У нарт стояли важенки. К ним жались еще не обсохшие телята.
Их светло-коричневая шерсть лоснилась на солнце… Длинные нескладные ножки дрожали.
Куда денешься, надо ждать, пока пройдет отел и телята хоть немного окрепнут.
Когда двинулись дальше, то уже потянулись наледи, сочившиеся водой. Телят первое время везли на нартах, подвывая силы ездовых.
— Кулак проклятый! Нарочно подстроил! — ругался Петька, — Пристрелить мало за такое…
Старший каюр помалкивал.
Под перевалом пошли сплошные наледи. Приходилось двигаться берегом, Перегоняя упряжки с одной стороны низины на другую. Перепуганные животные упирались, потом с диким страхом выскакивали на лед, падали. Некоторые уже больше не поднимались.
Петька бросил транспорт и помчался на собаках до Элекчана. Собрать бы до паводка несколько свежих упряжек и привезти самое необходимое…
У госторга, между перевернутыми нартами, дымил костер. У костра сидело трое стариков — Гермоген, Слепцов, третий Петьке был незнаком.
Петька подогнал собак, поздоровался.
— Напрасно дожидаетесь! Если найду сильные упряжки, может, кое-что привезу! — пробурчал он зло. — Устал как черт.
Гермоген поднял глаза.
— Иди отдохни, нам не к спеху. Поговорим после, — сказал он тихо.
— О чем? — вспыхнул Петр, уловив в равнодушии стариков что-то недоброе.
— Иди! — махнул рукой Гермоген.
Петька ушел.

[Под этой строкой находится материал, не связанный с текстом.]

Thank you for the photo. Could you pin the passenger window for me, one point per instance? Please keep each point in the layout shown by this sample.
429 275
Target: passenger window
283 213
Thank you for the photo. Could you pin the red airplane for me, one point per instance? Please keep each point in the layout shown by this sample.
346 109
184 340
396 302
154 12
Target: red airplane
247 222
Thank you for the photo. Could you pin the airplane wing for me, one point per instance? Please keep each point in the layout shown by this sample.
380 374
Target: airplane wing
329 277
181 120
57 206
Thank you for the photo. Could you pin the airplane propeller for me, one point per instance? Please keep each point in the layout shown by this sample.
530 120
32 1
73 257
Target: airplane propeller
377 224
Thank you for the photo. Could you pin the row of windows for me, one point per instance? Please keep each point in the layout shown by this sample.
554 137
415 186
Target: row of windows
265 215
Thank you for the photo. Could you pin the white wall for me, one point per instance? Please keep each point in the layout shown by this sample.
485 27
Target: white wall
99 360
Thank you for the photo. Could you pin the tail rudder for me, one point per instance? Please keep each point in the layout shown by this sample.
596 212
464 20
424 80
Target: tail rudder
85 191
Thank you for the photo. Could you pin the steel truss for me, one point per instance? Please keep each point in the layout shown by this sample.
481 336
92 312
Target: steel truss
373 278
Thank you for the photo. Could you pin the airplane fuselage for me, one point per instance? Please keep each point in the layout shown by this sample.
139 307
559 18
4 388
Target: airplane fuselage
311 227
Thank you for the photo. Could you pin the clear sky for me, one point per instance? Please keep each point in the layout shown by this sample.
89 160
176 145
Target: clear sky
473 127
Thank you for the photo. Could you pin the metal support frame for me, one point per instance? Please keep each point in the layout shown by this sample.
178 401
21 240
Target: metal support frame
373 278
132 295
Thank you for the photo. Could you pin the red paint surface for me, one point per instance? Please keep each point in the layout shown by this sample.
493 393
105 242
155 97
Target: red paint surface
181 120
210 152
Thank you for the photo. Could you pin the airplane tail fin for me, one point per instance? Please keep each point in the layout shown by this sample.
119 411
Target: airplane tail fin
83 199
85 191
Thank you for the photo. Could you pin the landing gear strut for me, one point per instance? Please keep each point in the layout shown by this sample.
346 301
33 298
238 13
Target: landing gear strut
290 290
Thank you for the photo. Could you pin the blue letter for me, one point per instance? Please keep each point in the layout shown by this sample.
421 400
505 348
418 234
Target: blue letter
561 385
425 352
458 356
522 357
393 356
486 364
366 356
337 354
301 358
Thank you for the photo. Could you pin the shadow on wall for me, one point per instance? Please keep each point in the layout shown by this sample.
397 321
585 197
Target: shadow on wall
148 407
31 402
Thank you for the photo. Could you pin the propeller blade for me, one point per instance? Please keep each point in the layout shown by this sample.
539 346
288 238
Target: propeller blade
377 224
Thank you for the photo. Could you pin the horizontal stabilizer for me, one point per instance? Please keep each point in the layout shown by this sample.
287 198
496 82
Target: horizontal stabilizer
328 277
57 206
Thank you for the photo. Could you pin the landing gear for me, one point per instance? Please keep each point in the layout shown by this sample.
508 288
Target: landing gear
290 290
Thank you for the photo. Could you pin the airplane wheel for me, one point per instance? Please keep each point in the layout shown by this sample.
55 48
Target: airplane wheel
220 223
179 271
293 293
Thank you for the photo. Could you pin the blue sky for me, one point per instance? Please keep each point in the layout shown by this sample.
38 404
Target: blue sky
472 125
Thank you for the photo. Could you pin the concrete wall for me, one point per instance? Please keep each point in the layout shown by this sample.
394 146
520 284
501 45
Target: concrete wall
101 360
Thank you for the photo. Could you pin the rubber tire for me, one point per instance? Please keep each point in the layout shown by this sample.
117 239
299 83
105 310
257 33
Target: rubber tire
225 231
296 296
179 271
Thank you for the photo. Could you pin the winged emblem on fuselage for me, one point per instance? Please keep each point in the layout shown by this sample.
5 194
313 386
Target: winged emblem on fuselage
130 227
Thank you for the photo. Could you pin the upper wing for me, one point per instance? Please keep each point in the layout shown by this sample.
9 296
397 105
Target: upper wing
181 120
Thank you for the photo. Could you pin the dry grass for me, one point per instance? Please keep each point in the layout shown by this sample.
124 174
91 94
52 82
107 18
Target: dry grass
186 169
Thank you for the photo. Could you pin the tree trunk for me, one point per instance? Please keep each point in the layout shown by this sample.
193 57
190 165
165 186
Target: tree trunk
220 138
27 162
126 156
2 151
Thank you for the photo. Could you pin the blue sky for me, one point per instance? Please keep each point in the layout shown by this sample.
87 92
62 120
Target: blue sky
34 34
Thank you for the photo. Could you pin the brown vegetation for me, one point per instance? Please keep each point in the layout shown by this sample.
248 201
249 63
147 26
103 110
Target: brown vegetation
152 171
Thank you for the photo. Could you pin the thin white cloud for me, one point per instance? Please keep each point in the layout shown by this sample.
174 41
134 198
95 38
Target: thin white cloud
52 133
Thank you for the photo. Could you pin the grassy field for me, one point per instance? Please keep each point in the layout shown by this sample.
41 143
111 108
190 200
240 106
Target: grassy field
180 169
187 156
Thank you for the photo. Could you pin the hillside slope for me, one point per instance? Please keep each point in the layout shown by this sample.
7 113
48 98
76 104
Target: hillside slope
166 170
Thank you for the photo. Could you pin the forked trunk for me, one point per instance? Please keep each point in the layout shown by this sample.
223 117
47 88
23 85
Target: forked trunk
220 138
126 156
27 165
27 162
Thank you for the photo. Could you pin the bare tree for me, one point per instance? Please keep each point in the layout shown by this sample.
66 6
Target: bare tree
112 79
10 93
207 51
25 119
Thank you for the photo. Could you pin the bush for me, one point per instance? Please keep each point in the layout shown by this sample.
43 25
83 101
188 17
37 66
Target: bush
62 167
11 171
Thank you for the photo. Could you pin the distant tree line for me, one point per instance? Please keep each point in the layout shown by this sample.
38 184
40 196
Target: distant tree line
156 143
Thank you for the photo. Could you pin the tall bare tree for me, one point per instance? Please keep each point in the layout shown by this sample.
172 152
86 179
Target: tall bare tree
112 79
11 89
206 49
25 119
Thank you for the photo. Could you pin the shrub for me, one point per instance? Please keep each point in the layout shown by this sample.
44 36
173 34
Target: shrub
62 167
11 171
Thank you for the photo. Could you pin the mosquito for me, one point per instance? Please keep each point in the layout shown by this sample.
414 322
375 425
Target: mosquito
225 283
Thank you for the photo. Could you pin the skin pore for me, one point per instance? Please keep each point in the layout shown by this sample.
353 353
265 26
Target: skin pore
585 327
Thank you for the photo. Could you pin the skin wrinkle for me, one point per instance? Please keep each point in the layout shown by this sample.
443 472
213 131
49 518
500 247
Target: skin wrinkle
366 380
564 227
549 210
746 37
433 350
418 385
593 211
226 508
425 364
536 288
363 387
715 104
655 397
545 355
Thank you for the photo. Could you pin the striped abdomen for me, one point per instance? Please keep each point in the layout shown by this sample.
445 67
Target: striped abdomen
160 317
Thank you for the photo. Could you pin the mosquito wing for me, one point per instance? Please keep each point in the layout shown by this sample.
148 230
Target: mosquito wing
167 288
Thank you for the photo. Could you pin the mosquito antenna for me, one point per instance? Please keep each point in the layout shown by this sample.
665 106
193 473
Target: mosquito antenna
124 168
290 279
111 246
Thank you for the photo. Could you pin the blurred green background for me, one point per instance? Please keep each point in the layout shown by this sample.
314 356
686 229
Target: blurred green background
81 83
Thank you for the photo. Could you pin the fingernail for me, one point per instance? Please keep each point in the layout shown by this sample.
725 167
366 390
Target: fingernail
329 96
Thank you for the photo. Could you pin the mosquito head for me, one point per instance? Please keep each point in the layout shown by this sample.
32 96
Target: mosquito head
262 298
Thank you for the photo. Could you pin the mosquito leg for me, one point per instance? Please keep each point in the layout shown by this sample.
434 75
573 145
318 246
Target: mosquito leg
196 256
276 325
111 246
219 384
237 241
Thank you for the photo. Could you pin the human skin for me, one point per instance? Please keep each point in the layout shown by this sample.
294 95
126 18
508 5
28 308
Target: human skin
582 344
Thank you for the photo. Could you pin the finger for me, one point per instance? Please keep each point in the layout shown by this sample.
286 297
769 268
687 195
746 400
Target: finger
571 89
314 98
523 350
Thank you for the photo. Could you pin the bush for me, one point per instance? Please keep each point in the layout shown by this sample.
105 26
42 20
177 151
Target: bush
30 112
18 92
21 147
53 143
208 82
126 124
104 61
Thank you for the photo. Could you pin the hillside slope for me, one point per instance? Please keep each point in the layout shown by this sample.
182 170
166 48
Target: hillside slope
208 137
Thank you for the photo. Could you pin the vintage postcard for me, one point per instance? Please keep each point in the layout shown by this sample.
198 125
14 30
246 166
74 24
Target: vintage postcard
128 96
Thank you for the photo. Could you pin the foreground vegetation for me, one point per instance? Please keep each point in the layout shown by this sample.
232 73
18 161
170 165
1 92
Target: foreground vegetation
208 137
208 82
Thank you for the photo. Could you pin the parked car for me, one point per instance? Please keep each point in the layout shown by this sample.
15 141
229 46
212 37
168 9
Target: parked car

Тревога закралась в сердце. Зачем они тут? Ругать, видно, будут, да и есть за что… Усталость последних дней взяла свое, он лег и сразу заснул.
Всю ночь старики сидели у костра, а когда серая темнота сменилась голубым рассветом, Гермоген запряг оленей и вместе с другими вошел в дом. Петька спал не раздеваясь, только сбросил шубу, ремень и расстегнул ворот гимнастерки. Гермоген властно тронул его за плечо. Петька испуганно вскочил.
Старик молча взял пистолет со стола, распахнул дверь и вышвырнул его в снег.
Потом снял с гвоздя ружье, вынул патроны и осторожно прислонил к стене.
— Зачем ты это? — Петька протер глаза, ничего не понимая.
Старики чинно уселись у стола. Гермоген набил трубку.
— Когда вожак потяга погонится за куропаткой, его бьют остолом, — ледяным голосом сказал он.